Une recherche sur le space-net de la Davor 3, en accès réservé de grade 2, leur apprit qu’une secte écologiste avait détourné suffisamment de transport et de matériel spatial pour assembler une station. Aucun des organismes mondiaux qui se partageaient le système solaire n’était parvenu à localiser cette station, malgré le lancement d’une flotte de plusieurs croiseurs équipés de patrouilleurs furtifs. À côté du nom des principaux membres présumés de l’organisation clandestine figurait leurs profils. Ils reconnurent sans peine leur hôte disparu, Sylvain Feuillant. Son oncle Fernand s’était illustré quelques décennies plus tôt, moins pour ses résultats cyclistes que comme champion de la lutte antidopage dans le sport.
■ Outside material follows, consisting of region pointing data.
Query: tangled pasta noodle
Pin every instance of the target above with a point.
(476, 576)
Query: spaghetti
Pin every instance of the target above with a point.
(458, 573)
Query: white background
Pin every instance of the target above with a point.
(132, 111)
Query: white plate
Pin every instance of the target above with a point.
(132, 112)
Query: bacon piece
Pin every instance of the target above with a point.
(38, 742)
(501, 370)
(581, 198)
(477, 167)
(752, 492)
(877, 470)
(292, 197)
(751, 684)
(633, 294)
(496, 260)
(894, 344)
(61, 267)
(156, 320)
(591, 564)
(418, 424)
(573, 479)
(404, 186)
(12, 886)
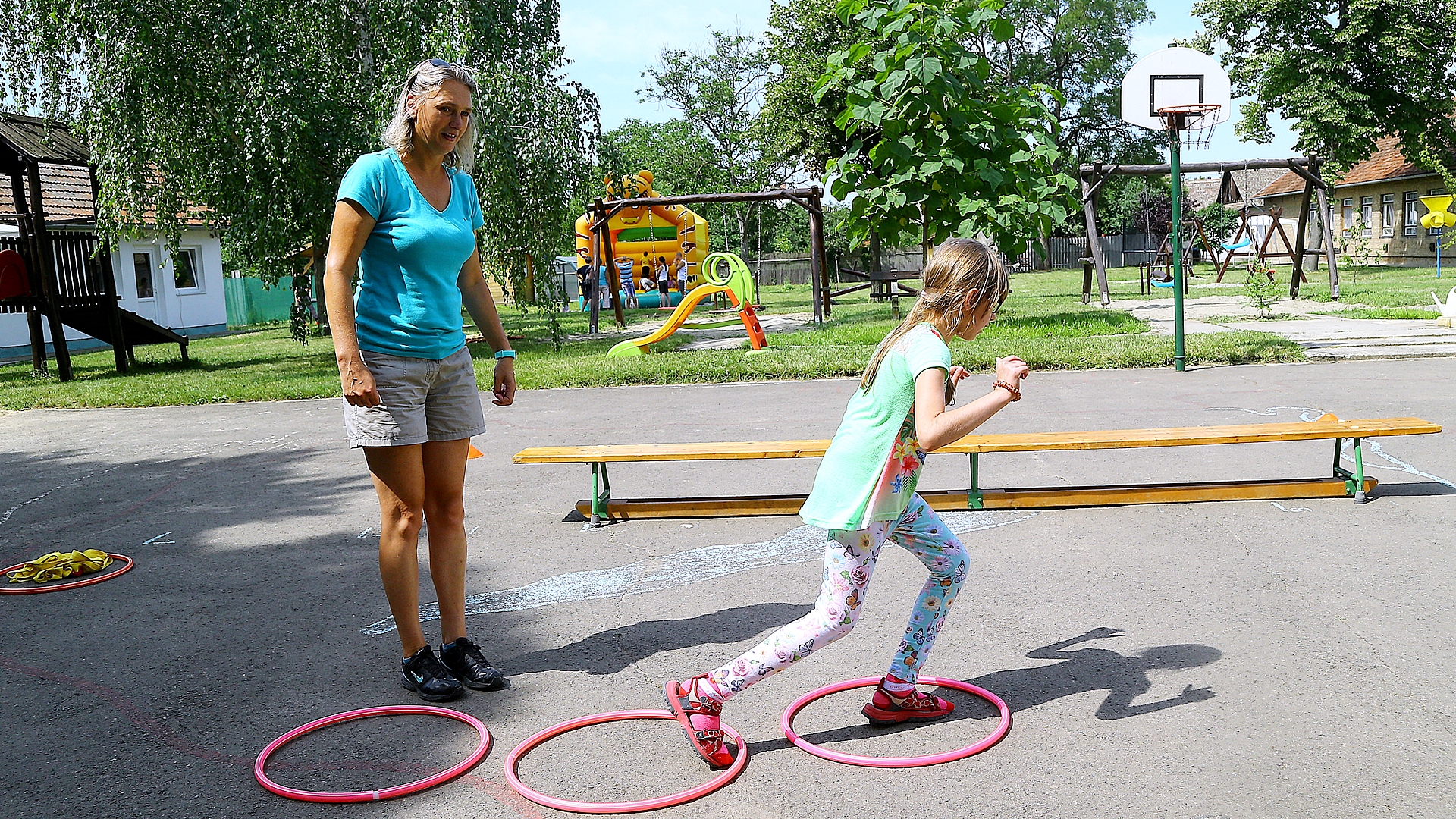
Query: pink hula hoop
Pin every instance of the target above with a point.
(41, 588)
(513, 760)
(372, 795)
(894, 761)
Si la situation avait été moins critique, ils auraient ri de bon cœur devant l’obsolescence de l’objectif que semblait s’être fixé le groupuscule : la sauvegarde de l’environnement et l’éradication de toutes les formes d’extraction d’énergies polluantes. Notamment celles qui servaient à propulser les engins spatiaux. On soupçonnait le groupe de préparer des opérations de sabotage, sur Terre et dans l’espace. Joachim et Victor se regardèrent, ahuris. C’était vraiment un gros morceau.
– Alors, on est des héros ! finit par lancer Victor en se grattant la tête. Il hésitait entre l’enthousiasme et l’incrédulité devant cet héroïsme fortuit.
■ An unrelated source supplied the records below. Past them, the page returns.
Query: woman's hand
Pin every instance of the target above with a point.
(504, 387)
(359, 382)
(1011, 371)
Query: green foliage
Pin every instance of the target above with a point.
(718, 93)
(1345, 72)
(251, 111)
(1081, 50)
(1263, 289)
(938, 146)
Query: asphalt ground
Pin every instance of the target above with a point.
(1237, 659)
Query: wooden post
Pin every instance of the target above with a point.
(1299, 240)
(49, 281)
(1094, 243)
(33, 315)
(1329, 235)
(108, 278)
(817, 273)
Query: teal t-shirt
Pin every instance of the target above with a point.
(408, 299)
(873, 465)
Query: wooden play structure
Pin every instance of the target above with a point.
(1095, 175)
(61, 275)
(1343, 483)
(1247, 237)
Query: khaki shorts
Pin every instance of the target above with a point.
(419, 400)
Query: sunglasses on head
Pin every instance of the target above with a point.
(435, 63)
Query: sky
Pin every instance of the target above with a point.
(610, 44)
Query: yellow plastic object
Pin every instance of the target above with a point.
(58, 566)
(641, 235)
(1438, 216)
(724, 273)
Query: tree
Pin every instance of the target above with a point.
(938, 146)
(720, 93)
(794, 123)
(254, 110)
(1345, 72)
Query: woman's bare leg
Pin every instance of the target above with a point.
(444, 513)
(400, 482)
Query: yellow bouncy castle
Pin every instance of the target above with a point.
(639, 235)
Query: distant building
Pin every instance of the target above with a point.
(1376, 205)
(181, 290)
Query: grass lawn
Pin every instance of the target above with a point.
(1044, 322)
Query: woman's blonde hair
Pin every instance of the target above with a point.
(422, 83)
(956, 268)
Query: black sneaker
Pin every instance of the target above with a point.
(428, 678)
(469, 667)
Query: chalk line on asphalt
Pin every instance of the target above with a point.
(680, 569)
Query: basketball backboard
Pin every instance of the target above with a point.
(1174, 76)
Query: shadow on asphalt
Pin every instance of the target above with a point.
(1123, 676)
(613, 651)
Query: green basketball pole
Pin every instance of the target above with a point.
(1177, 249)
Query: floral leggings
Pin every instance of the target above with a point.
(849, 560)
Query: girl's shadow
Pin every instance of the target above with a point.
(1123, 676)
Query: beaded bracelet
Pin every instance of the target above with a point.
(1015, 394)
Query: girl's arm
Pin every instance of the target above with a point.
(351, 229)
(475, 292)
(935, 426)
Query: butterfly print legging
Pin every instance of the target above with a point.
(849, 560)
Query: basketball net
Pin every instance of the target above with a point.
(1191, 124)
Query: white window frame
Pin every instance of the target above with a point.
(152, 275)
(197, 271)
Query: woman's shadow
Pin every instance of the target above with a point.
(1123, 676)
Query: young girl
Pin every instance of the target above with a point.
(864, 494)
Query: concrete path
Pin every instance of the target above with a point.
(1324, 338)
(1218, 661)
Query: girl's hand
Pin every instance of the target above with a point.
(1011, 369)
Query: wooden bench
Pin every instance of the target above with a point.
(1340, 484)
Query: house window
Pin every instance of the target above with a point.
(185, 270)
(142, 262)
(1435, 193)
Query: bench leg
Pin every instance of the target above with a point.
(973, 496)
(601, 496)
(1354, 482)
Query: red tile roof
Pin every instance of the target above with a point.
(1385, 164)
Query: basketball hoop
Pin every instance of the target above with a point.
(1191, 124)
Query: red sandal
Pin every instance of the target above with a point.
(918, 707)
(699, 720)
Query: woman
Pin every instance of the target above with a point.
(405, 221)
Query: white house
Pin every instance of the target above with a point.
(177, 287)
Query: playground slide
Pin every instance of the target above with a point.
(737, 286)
– Pourquoi ? demanda Joachim.
– On a neutralisé Feuillant, on s’est débarrassé d’un dangereux terroriste !
– Pas très réglementaire, notre procédé. Tu imagines l’enquête qu’on va devoir subir, la contre-enquête, et sûrement un blâme pour la cosmocyclette. Ça ne peut que nous attirer des ennuis.
Mais, continuant sur sa lancée, Victor affirma : « Il faudrait identifier le cadavre. »
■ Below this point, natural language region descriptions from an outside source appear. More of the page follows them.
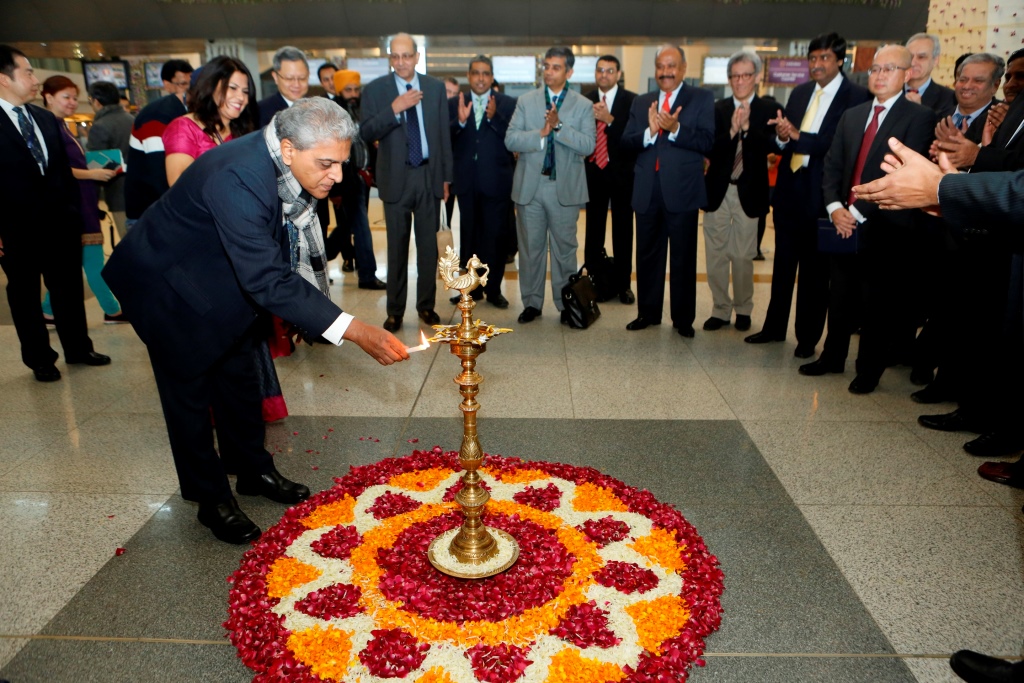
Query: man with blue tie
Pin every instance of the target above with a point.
(482, 172)
(672, 131)
(41, 232)
(407, 113)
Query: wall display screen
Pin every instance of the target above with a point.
(786, 71)
(515, 69)
(716, 71)
(112, 72)
(153, 77)
(369, 68)
(583, 70)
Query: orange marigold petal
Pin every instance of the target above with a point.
(326, 651)
(591, 498)
(656, 621)
(420, 479)
(287, 573)
(660, 547)
(332, 514)
(435, 675)
(569, 667)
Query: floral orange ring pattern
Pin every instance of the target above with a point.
(610, 586)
– T’es pas fou ? s’affola Joachim. « Si on y touche, ils sont bien capables de nous coller le meurtre sur le dos. »
– Tu proposes quoi, alors ?
Joachim réfléchit. Il n’eut ensuite aucun mal à rallier Victor à son plan. La principale difficulté fut de trouver un moyen de faire décoller la navette par le pilote automatique, qui était normalement prévu pour ne fonctionner qu’en croisière. Mais Joachim recélait des trésors d’inventivité. La navette repartit donc se perdre dans l’espace. De même qu’à l’arrivée sur la station-portail, son équipage était constitué d’un seul membre en tout et pour tout. Il fallut le signaler sur cinq écrans de contrôle successifs. Mais aucune case n’était prévue dans ces rapports pour préciser si ce voyageur était mort ou vif.